INEP Revalida - Exame Nacional de Revalidação de Diplomas Médicos — Prova 2011
Um estudante, com 15 anos de idade, chega à Emergência informando ser portador de asma desde a infância. Relata que manteve controle da asma nos últimos meses e que apresenta piora há dois dias, quando passou a apresentar dispneia associada à tosse, expectoração mucosa e chiado no peito. Ao exame físico observa-se tórax tipo pectus carinatum, com discreta tiragem intercostal; frequência respiratória = 32 irpm; Frequência cardíaca=100 bpm; ausculta pulmonar com sibilos difusos. Na sala de Emergência, diante do paciente com crise asmática, além do quadro clínico, consideram-se como procedimentos objetivos importantes para avaliação da gravidade, a realização, quando possível, de:
Gravidade da asma na emergência → PFE + SatO2 (procedimentos objetivos essenciais).
A avaliação da crise asmática deve unir o quadro clínico a medidas objetivas como o PFE e a oximetria para classificar a gravidade e guiar a conduta.

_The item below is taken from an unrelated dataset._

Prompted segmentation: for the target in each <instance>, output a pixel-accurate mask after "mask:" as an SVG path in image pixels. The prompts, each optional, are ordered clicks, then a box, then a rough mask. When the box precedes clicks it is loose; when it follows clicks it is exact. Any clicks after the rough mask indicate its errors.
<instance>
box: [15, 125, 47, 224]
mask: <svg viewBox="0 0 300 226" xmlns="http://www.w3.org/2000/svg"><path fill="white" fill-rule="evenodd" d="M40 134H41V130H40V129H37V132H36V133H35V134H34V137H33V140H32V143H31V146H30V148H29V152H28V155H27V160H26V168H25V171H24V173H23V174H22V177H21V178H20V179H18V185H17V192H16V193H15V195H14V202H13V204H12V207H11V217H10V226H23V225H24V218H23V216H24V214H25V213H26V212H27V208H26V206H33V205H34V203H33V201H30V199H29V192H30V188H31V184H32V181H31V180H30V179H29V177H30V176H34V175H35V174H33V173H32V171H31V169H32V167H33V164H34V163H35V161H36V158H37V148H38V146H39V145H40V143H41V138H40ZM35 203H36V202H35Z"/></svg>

O manejo da exacerbação asmática na emergência baseia-se na rapidez da avaliação e na intensidade da terapia. Embora o exame físico (frequência respiratória, uso de musculatura acessória, sibilância) seja fundamental, ele pode ser subjetivo. Por isso, diretrizes internacionais como o GINA recomendam o uso de medidas objetivas. O PFE fornece um dado funcional da obstrução, enquanto a oximetria avalia a troca gasosa. Juntos, esses parâmetros permitem estratificar o paciente em crise leve/moderada ou grave/muito grave, definindo a frequência das nebulizações e a necessidade de corticoterapia sistêmica precoce.
O Pico de Fluxo Expiratório (PFE) ou o VEF1 são medidas objetivas da obstrução das vias aéreas. Em uma crise, valores abaixo de 50% do melhor pessoal indicam gravidade. Ele ajuda a monitorar a resposta ao tratamento broncodilatador de forma mais precisa que apenas a ausculta pulmonar.
A gasometria arterial é reservada para pacientes com SatO2 < 92% em ar ambiente ou aqueles que não respondem ao tratamento inicial e apresentam sinais de exaustão respiratória. A presença de uma PaCO2 normal ou elevada em um paciente taquipneico é um sinal de alerta crítico para insuficiência respiratória iminente.
A oximetria de pulso é um método não invasivo essencial para detectar hipoxemia precocemente. Valores de SatO2 abaixo de 92% (em crianças) ou 90% (em adultos) são indicadores de crise grave e necessidade de oxigenoterapia suplementar e monitorização intensiva.